# Barcelona Ring Road (AP7) Attempt to Make Us Stop



## thegreatpan (Oct 29, 2007)

On Saturday, whilst driving south on the AP7 near the Barcelona airport exit, an unmarked car with what looked like two policemen tried to flag us down.

SWMBO followed the advice stated on this site and got the phone out, the car pulled into the hard shoulder on the sliproad to the exit with it's hazards on, as I changed lanes to stay on the AP7, no attempt was made to follow us.


----------



## bktayken (Oct 11, 2008)

Well done
Obviously getting the phone out didnt effect them ,just shows how hard faced they are as most of the junctions round Barcelona have cameras.

Motto :- never stop if they want you they will come after you with sirens and lights blarring.

Brian


----------



## rosalan (Aug 24, 2009)

Well done!
A camera is another weapon as is passing on the number plate to the police.
I am truly amazed that these thieving sc*mbags are still active in this area. The same activities were being reported 20 years ago, giant signs warning travellers not to stop in lay-bys which are well maintained seem to be no deterrent. I have yet to hear of the police having any success in quelling this activity, or am I wrong on this point. :x 
Alan


----------



## bktayken (Oct 11, 2008)

*Attempted to make us stop*

They do get them Alan see below unfortunetly there is always somebody to take there place.
Just ordered a dash cam that may put them off if its high vis. Actually getting it more for fun than anything else.

http://www.thereader.es/spain-news-stories/7043-Highway-gang-targeted-foreign-tourists-on-AP-7.html

Brian


----------



## thegreatpan (Oct 29, 2007)

dash cam that's what I need, by the time we got the camera out, the car was to far away for the number plate to show clearly.


----------



## ovalball (Sep 10, 2008)

*Re: Attempted to make us stop*



bktayken said:


> They do get them Alan see below unfortunetly there is always somebody to take there place.
> Just ordered a dash cam that may put them off if its high vis. Actually getting it more for fun than anything else.
> 
> http://www.thereader.es/spain-news-stories/7043-Highway-gang-targeted-foreign-tourists-on-AP-7.html
> ...


Can you give further details regarding the dash cam please?


----------



## bktayken (Oct 11, 2008)

*Barcelona ring road attempted to make us stop*

Ordered the dash cam here (see below) not arrived yet usually takes a couple of weeks to get here ...had items from China before no worries on delivery ..there are better ones out there but at this price its worth a try.

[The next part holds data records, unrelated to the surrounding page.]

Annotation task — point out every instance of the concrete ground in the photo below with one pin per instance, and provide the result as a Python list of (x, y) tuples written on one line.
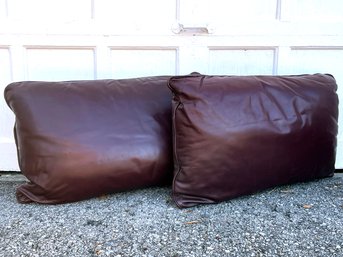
[(299, 220)]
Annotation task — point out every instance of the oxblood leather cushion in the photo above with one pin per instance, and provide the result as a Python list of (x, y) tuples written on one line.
[(237, 135), (81, 139)]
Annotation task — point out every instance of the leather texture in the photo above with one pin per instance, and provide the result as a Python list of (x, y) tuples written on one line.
[(81, 139), (235, 135)]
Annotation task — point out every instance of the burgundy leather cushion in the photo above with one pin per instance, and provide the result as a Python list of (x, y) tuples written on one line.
[(81, 139), (237, 135)]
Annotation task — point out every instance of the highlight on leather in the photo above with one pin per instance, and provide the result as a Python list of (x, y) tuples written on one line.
[(236, 135), (81, 139)]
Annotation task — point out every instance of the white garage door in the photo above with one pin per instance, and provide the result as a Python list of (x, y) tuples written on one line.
[(95, 39)]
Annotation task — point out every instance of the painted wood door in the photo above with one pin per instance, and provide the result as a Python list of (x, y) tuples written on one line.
[(95, 39)]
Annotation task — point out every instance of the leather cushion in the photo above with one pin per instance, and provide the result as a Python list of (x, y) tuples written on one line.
[(81, 139), (235, 135)]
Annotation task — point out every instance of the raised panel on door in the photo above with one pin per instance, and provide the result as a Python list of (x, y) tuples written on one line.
[(241, 61), (135, 16), (319, 60), (312, 10), (49, 10), (127, 63), (3, 9), (60, 64)]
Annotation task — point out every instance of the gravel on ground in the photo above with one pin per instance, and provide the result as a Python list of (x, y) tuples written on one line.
[(305, 219)]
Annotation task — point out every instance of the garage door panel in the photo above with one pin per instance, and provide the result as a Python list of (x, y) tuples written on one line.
[(135, 16), (143, 62), (3, 9), (60, 64), (231, 10), (310, 10), (241, 61), (43, 10)]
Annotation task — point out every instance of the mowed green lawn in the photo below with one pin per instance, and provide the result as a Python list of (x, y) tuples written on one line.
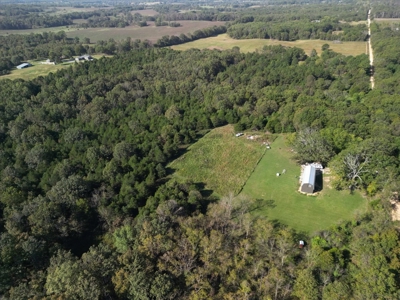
[(224, 42), (219, 160), (301, 212)]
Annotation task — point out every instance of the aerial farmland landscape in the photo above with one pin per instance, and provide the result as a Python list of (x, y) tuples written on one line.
[(199, 150)]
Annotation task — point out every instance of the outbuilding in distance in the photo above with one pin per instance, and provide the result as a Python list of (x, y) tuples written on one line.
[(308, 179), (23, 66)]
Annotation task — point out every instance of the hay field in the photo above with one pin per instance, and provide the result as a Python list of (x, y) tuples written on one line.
[(150, 32), (299, 211), (223, 42), (145, 12), (37, 69), (219, 160), (34, 71)]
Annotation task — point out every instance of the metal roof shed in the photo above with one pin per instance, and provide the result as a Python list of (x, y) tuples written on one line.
[(24, 65), (308, 179)]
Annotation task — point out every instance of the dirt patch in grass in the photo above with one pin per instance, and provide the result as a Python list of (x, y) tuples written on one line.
[(220, 160)]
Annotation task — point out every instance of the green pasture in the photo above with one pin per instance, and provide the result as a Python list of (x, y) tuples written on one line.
[(224, 42), (299, 211), (34, 71), (150, 32), (220, 161), (37, 69)]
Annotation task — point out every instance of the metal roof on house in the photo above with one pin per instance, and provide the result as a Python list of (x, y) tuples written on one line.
[(308, 175), (24, 65)]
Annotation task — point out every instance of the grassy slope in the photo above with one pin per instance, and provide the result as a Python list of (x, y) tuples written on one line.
[(220, 160), (38, 69), (305, 213), (32, 72), (223, 42), (150, 32)]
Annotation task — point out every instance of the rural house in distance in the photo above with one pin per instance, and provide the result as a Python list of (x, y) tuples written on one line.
[(308, 179), (23, 66)]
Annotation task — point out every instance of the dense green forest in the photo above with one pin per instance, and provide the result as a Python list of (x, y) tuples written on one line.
[(88, 210)]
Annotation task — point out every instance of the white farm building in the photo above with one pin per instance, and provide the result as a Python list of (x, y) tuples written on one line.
[(308, 179)]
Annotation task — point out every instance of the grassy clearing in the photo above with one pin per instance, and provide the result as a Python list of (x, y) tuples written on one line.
[(145, 12), (34, 71), (37, 69), (304, 213), (387, 20), (223, 42), (220, 160), (150, 32)]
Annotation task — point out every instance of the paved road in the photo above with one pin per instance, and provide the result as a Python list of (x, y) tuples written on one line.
[(371, 54)]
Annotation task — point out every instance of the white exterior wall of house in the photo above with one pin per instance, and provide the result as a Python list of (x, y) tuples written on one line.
[(308, 179)]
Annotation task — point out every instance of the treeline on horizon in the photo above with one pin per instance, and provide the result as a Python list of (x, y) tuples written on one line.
[(88, 211)]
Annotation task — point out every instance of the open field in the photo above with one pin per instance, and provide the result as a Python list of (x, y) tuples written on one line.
[(34, 71), (150, 32), (220, 160), (37, 69), (145, 12), (69, 9), (223, 42), (389, 20), (301, 212)]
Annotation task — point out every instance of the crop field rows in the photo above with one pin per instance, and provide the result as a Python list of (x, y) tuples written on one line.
[(224, 42), (151, 32)]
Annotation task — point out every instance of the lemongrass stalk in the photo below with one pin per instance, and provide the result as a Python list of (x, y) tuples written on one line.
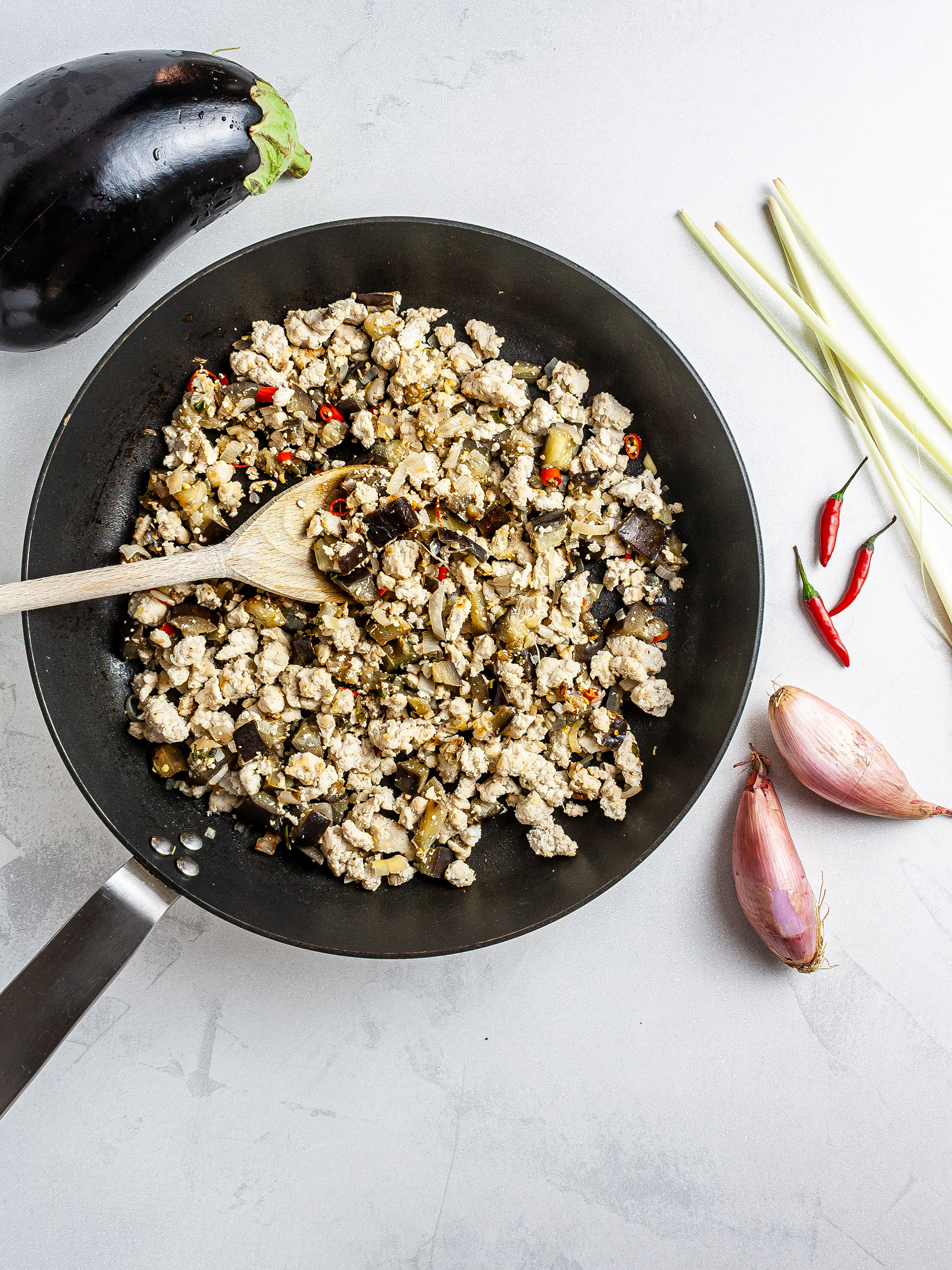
[(800, 272), (867, 420), (899, 356), (923, 434), (735, 278), (928, 496)]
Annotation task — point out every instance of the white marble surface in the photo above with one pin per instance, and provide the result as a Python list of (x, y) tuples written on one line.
[(640, 1083)]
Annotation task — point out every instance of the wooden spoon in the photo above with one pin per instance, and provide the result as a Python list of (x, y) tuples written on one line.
[(271, 550)]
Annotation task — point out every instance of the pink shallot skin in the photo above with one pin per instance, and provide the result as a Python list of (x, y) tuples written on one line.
[(772, 887), (839, 760)]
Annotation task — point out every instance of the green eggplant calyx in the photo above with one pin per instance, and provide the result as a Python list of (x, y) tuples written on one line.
[(276, 137)]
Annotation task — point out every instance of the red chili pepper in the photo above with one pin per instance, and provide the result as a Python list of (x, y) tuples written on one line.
[(829, 521), (861, 571), (821, 618)]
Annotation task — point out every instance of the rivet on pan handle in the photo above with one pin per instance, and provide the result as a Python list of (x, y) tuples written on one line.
[(62, 981)]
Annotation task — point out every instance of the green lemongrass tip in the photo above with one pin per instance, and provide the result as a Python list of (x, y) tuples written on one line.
[(866, 420), (276, 137), (735, 278), (928, 496), (924, 435), (869, 317)]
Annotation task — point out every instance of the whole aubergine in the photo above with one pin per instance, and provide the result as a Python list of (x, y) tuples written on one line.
[(107, 163)]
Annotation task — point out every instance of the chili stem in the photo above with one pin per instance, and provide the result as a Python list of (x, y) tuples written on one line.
[(867, 421), (839, 493)]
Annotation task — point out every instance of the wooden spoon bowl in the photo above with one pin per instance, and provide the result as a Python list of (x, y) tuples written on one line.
[(271, 552)]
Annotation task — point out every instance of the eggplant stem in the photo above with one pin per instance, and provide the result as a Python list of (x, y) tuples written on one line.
[(276, 137)]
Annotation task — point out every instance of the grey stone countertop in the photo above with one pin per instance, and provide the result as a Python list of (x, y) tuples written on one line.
[(640, 1083)]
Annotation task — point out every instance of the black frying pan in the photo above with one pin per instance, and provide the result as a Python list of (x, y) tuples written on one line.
[(545, 307)]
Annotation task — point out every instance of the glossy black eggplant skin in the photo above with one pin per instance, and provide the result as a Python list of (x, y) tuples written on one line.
[(106, 164)]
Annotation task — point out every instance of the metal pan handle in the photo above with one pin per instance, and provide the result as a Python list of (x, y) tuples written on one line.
[(62, 981)]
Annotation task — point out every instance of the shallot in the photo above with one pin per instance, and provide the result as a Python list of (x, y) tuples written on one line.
[(839, 760), (771, 883)]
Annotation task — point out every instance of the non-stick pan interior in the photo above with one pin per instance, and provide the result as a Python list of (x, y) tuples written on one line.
[(545, 308)]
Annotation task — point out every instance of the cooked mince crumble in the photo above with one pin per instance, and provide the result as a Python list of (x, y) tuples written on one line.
[(466, 672)]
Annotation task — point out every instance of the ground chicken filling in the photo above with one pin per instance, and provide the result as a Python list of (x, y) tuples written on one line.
[(466, 672)]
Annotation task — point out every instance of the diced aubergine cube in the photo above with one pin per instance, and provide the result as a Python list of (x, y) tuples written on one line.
[(248, 741), (301, 651), (310, 832), (460, 544), (193, 619), (350, 561), (549, 530), (259, 810), (643, 534), (390, 521), (361, 584)]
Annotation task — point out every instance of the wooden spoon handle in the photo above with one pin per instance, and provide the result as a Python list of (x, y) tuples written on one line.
[(70, 588)]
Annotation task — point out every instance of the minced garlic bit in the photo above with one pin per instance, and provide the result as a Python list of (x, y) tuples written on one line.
[(468, 674)]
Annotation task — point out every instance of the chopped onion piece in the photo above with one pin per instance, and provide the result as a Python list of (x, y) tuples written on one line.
[(397, 480), (445, 672), (436, 610)]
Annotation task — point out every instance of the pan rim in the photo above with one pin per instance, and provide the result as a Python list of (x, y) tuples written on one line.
[(284, 238)]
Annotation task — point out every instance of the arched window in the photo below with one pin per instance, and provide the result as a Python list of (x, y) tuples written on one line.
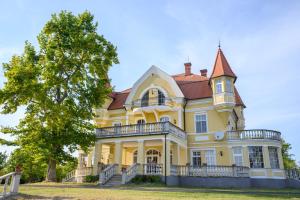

http://www.ebay.co.uk/itm/250876011966?ssPageName=STRK:MEWNX:IT&_trksid=p3984.m1439.l2649

Brian


----------



## SilverF1 (Feb 27, 2009)

Glad it worked out for you, TGPan.

You might also consider this cheapo camera from 7dayshop in Jersey:

Camera

It's a bit clunky to set up but it takes pretty good video with audio. At the price, it's not bad.


----------



## teemyob (Nov 22, 2005)

*More*

The Police in Spain should be doing more.

I think "mañana" is the operative word. Far too busy chasing Motorhomes with toads!

TM


----------